Answer: Yes, public schools are mandated to provide
special needs services during the school day, but it
doesn't stipulate HOW MUCH has to be provided to your
child. Unfortunately, staff, space, and other
resources are stretched thin to handle the growing need
of children with developmental delays. Statistics
have shown that 30 percent of all children suffer from
some type of learning disability. In other words,
let's say your
child is in a kindergarten class of 20 kids, so that
amounts to 6 kids. If there are six kindergarten
classes, that amounts to 36 kids. How much dedicated
therapy can your child expect to receive on top
of learning what his/her peers are learning in the classroom?
This also leads to the matter of group sessions,
and not the individualized attention that your child
may surely benefit from. Stone Oak Therapy Services
and Learning Institute specializes in learning disabilities
on an individualized treatment basis.
Question: Do you diagnose and treat dyslexia? How early can a child be treated for
dyslexia?
Answer: Yes, Stone Oak Therapy Services & Learning Institute
does have the capability to diagnose and treat dyslexic children. It is difficult for a pediatrician to
diagnose dyslexia because it is a learning disability and not a physical
condition like the measles that can be determined with a medical test. Many parents believe that if their child
reverses his/her letters (such as p and q and d and b), then the child must be
dyslexic. However, the age and
educational background need to be taken into consideration. Children who are just beginning to write and
read their letters often confuse the letters with one another.

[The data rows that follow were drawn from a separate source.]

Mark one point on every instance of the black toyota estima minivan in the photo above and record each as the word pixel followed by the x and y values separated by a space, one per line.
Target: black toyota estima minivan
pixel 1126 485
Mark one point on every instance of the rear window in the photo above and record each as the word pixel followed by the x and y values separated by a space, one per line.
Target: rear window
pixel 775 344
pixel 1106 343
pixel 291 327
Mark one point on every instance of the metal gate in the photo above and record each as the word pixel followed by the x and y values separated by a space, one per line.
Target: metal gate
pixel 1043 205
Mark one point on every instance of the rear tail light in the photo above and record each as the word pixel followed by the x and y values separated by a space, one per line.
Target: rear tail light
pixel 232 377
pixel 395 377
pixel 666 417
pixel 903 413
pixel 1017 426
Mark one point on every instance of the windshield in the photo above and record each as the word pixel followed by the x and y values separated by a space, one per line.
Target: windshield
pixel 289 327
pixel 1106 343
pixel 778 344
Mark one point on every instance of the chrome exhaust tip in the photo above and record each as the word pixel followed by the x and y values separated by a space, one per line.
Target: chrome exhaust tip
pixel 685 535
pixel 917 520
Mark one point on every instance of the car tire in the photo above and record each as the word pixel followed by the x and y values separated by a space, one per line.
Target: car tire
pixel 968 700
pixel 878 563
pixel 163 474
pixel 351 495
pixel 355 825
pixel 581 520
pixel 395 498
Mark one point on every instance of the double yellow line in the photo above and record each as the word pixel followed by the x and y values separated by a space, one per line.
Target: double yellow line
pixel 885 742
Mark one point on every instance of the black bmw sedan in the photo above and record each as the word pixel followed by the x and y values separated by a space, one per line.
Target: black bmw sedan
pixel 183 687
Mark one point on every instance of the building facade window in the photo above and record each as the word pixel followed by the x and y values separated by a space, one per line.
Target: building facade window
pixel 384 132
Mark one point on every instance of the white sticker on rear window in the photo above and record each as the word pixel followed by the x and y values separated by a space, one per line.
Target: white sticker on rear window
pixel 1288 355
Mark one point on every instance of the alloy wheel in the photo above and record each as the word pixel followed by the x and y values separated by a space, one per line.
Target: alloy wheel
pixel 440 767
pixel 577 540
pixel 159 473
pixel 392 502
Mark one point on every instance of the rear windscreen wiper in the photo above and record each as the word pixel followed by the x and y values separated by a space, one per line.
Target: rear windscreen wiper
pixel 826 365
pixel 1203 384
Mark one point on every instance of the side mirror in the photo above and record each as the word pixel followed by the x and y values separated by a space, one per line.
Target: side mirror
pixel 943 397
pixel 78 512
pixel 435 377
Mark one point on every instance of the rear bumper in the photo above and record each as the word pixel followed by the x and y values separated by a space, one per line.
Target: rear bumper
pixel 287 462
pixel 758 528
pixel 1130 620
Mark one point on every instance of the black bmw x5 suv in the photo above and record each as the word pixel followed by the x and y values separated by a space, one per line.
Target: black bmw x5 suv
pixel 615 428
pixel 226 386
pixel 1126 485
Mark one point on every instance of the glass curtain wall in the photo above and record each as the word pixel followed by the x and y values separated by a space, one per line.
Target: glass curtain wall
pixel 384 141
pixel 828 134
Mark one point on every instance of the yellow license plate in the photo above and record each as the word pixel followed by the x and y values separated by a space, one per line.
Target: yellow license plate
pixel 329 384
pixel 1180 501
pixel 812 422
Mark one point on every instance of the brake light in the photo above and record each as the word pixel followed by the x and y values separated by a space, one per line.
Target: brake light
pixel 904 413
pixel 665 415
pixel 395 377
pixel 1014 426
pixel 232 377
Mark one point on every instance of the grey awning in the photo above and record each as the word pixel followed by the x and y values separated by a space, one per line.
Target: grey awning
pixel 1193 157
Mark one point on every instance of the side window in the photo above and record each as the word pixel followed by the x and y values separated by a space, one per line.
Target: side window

Our intake packet is highly comprehensive in order to evaluate
the child’s medical history. This can
rule out any other issues that may actually affect the child’s
development. For example, some parents
are relieved to find out that the primary reason a child does not read and
write well is because their child has poor eyesight. A simple eye examination can reveal the need for corrective
lenses, and thus, dyslexia treatment is not necessary.
If dyslexia is indeed suspected and depending on the child’s
age, our assessments for dyslexia include a battery of tests to measure
receptive and expressive oral and written language, visual perceptual, fine
motor and cognitive skills.
A child must have adequate proficiency using and
understanding oral language prior to being tested for dyslexia; this is
typically around 7 years old. In
children as young as 5 years old, we can assess oral language and pre-reading
skills, such as phonological awareness, word finding, sound-symbol association,
rhyming decoding, and blending skills.